Bioconductor / Contributions

Contribute Packages to Bioconductor
133 stars 33 forks source link

EnsemblGenomes #3499

Open js2264 opened 1 month ago

js2264 commented 1 month ago

Update the following URL to point to the GitHub repository of the package you wish to submit to Bioconductor

Confirm the following by editing each check box to '[x]'

I am familiar with the essential aspects of Bioconductor software management, including:

For questions/help about the submission process, including questions about the output of the automatic reports generated by the SPB (Single Package Builder), please use the #package-submission channel of our Community Slack. Follow the link on the home page of the Bioconductor website to sign up.

bioc-issue-bot commented 1 month ago

Hi @js2264

Thanks for submitting your package. We are taking a quick look at it and you will hear back from us soon.

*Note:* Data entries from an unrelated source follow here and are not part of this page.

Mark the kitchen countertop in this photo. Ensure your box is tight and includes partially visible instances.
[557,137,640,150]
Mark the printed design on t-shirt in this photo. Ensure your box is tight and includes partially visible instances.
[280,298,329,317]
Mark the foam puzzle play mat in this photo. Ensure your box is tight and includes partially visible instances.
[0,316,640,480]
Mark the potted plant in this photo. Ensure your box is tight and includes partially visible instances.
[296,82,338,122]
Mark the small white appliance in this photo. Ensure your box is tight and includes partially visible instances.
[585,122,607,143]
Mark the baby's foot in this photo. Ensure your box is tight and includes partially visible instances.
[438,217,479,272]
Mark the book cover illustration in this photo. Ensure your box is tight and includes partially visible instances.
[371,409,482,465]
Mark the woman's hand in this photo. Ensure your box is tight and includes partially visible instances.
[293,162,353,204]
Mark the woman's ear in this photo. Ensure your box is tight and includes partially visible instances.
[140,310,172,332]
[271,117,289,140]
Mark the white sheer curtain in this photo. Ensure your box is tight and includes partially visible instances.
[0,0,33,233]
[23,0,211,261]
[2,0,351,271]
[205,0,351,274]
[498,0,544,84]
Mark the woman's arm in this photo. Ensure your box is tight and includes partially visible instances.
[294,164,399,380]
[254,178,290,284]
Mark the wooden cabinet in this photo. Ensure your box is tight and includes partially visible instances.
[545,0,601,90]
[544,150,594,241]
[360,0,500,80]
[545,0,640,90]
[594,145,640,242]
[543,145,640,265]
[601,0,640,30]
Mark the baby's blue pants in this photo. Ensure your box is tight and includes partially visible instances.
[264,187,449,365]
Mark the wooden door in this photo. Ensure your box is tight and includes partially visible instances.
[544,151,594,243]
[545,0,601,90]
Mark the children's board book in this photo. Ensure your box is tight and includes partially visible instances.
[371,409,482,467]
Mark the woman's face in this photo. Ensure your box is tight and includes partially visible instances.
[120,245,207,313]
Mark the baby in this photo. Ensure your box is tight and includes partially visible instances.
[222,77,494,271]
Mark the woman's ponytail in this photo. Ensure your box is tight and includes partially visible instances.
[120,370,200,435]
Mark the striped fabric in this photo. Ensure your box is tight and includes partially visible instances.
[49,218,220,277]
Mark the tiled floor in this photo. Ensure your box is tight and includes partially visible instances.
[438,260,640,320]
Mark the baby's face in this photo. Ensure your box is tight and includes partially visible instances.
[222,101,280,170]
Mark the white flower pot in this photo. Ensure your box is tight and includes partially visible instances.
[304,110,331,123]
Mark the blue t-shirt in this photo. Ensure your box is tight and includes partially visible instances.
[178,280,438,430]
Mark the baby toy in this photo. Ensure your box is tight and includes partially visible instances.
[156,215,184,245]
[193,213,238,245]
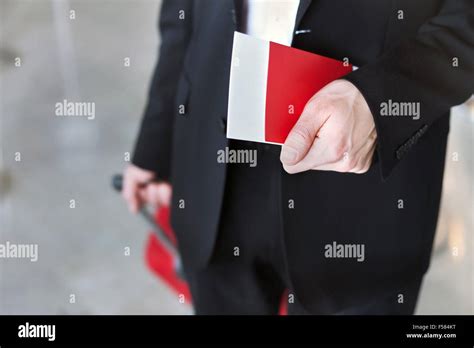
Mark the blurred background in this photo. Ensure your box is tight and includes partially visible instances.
[0,0,474,314]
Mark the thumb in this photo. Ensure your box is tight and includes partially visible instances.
[280,111,320,166]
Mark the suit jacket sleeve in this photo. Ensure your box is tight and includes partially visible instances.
[346,0,474,179]
[132,0,192,181]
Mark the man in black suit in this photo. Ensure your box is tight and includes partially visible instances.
[124,0,474,314]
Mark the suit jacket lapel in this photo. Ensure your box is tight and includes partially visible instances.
[232,0,247,32]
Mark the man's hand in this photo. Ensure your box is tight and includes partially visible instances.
[122,165,171,213]
[280,80,377,174]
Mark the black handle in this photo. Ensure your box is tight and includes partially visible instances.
[112,174,123,192]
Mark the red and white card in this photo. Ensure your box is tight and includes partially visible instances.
[227,32,352,144]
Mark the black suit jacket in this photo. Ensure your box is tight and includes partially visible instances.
[133,0,474,313]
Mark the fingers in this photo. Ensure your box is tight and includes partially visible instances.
[146,183,172,207]
[122,165,154,213]
[122,176,141,213]
[280,100,329,167]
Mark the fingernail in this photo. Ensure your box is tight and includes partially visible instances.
[280,146,298,164]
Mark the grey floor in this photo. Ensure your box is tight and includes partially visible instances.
[0,0,474,314]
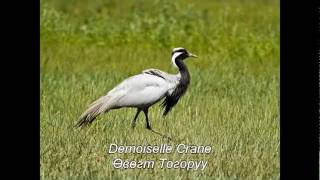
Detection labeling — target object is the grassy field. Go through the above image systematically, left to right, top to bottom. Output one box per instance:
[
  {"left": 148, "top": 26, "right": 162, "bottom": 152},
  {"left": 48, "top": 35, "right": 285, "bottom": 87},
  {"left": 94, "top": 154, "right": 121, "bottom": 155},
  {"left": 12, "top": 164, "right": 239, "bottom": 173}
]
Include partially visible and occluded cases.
[{"left": 40, "top": 0, "right": 280, "bottom": 179}]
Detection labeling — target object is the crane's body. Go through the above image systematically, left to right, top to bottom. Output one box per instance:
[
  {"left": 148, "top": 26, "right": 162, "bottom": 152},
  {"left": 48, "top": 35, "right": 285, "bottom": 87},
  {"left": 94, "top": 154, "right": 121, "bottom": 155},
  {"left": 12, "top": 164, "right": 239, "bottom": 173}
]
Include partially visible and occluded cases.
[{"left": 77, "top": 48, "right": 197, "bottom": 129}]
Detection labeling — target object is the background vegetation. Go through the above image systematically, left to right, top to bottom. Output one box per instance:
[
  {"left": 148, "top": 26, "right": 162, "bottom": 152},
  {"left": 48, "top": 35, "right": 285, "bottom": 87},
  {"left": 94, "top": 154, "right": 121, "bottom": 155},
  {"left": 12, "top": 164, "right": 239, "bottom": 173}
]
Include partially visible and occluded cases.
[{"left": 40, "top": 0, "right": 280, "bottom": 179}]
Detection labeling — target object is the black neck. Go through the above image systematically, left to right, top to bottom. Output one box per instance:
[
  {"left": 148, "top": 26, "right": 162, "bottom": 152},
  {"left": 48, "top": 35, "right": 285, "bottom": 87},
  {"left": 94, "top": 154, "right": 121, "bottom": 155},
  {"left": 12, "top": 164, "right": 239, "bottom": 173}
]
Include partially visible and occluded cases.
[{"left": 175, "top": 59, "right": 190, "bottom": 86}]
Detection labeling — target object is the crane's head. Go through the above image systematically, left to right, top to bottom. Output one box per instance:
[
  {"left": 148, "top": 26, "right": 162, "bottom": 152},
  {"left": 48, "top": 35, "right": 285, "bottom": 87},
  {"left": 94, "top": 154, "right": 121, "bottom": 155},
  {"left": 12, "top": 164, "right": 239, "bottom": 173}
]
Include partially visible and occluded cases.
[{"left": 171, "top": 47, "right": 198, "bottom": 67}]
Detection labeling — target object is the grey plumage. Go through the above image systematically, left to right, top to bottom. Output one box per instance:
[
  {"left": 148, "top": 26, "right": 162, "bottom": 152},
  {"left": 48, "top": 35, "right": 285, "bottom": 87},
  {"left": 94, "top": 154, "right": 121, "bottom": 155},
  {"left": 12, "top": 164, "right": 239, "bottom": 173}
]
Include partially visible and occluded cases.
[{"left": 76, "top": 48, "right": 197, "bottom": 130}]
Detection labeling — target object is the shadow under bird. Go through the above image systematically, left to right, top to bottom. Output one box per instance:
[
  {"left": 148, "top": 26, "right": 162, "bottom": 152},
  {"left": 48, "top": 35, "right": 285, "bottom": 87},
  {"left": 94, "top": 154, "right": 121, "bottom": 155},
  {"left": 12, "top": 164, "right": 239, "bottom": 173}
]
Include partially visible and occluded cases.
[{"left": 76, "top": 47, "right": 197, "bottom": 134}]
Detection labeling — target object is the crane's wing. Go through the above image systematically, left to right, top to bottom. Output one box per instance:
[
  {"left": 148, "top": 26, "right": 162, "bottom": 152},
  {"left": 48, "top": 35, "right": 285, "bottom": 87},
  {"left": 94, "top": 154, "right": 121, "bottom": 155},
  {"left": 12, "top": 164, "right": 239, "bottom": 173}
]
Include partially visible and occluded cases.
[
  {"left": 143, "top": 69, "right": 188, "bottom": 116},
  {"left": 76, "top": 71, "right": 175, "bottom": 127}
]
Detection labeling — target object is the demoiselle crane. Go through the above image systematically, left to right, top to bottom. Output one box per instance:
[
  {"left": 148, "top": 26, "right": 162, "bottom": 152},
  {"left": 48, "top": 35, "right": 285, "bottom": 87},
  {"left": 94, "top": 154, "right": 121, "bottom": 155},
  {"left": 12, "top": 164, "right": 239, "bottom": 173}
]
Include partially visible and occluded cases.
[{"left": 76, "top": 47, "right": 197, "bottom": 134}]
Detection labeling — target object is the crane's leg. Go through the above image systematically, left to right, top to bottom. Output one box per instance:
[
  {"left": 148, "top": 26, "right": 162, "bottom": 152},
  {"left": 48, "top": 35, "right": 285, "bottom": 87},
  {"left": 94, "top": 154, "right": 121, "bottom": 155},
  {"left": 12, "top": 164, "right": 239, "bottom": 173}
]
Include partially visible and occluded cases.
[
  {"left": 131, "top": 108, "right": 141, "bottom": 129},
  {"left": 143, "top": 108, "right": 151, "bottom": 130},
  {"left": 143, "top": 108, "right": 172, "bottom": 141}
]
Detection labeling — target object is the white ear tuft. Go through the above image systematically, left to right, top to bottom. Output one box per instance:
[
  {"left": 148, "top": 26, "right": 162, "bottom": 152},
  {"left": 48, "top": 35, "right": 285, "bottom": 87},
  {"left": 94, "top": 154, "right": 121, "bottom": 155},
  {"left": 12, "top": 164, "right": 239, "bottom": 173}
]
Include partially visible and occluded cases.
[{"left": 171, "top": 52, "right": 183, "bottom": 68}]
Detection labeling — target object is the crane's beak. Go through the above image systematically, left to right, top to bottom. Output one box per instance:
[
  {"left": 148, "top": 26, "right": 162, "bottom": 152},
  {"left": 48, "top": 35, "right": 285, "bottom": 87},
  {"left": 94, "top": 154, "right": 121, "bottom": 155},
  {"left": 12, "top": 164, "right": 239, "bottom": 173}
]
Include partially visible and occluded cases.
[{"left": 189, "top": 53, "right": 198, "bottom": 58}]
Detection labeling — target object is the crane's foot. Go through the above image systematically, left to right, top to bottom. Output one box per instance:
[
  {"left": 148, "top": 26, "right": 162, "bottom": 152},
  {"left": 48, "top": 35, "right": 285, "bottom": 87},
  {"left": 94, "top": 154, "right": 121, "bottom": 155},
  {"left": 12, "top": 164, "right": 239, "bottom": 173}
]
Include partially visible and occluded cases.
[{"left": 146, "top": 126, "right": 172, "bottom": 141}]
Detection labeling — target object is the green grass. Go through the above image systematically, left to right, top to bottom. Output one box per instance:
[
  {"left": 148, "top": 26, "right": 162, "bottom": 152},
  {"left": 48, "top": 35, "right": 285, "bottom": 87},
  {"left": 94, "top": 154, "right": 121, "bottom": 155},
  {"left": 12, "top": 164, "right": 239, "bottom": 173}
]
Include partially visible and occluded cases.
[{"left": 40, "top": 0, "right": 280, "bottom": 179}]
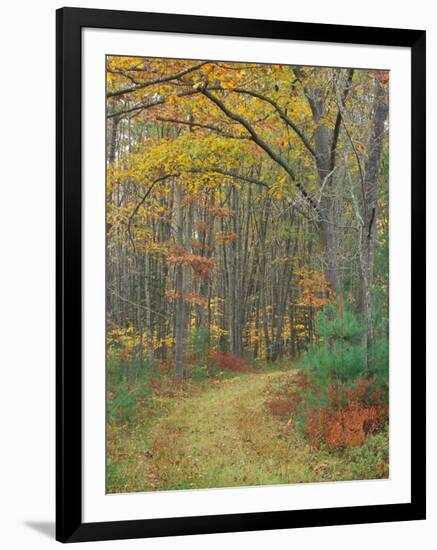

The DESCRIPTION file for this package is:

Package: EnsemblGenomes
Title: Rapid access to Ensembl-provided genome reference and annotation files
Description: EnsemblGenomes scrapes ensembl.org and ensemblgenomes.org FTP 
    servers to locate genome reference fasta files and genome annotation 
    gff3 files provided for species supported by Ensembl. As of July 2024, 
    this corresponds to more than 300 vertebrate, 300 metazoa, 200 protists, 
    150 plants, 1,000 fungi and 30,000 bacteria species. Rather than supporting
    `BiocFileCache`, EnsemblGenomes simply intends to retrieve and list URL 
    of fasta and gff3 files across Ensembl releases as a plain data frame. 
Version: 0.99.0
Date: 2024-07-26
Authors@R: 
    person("Jacques", "Serizay", , "jacquesserizay@gmail.com", role = c("aut", "cre"))
License: MIT + file LICENSE
URL: https://github.com/js2264/EnsemblGenomes
BugReports: https://github.com/js2264/EnsemblGenomes/issues
biocViews: 
    Software, 
    Sequencing
Encoding: UTF-8
Roxygen: list(markdown = TRUE)
RoxygenNote: 7.2.3
Depends: 
    R (>= 4.3.0)
Imports: 
    httr, 
    rvest, 
    glue, 
    tibble, 
    dplyr, 
    stringr, 
    cli
Suggests: 
    knitr,
    quarto,
    rmarkdown,
    sessioninfo,
    testthat (>= 3.0.0),
    BiocStyle,
    RefManageR
Config/testthat/edition: 3
VignetteBuilder: knitr
LazyData: false
js2264 commented 1 month ago

The package does not rely on any Bioconductor class per se, but is related to genomics projects. The idea here is (1) not to have to rely on AnnotationHub to recover references/annotations, but instead directly scrape Ensembl FTP servers, and (2) not provide any caching function, but instead directly expose the URL to locally download the file. I think this approach is helpful to people who are not necessarily versed in AnnotationHub or BiocFileCache, but just want to get a pair of files here and now. Do let me know if you think this should not belong to Bioconductor.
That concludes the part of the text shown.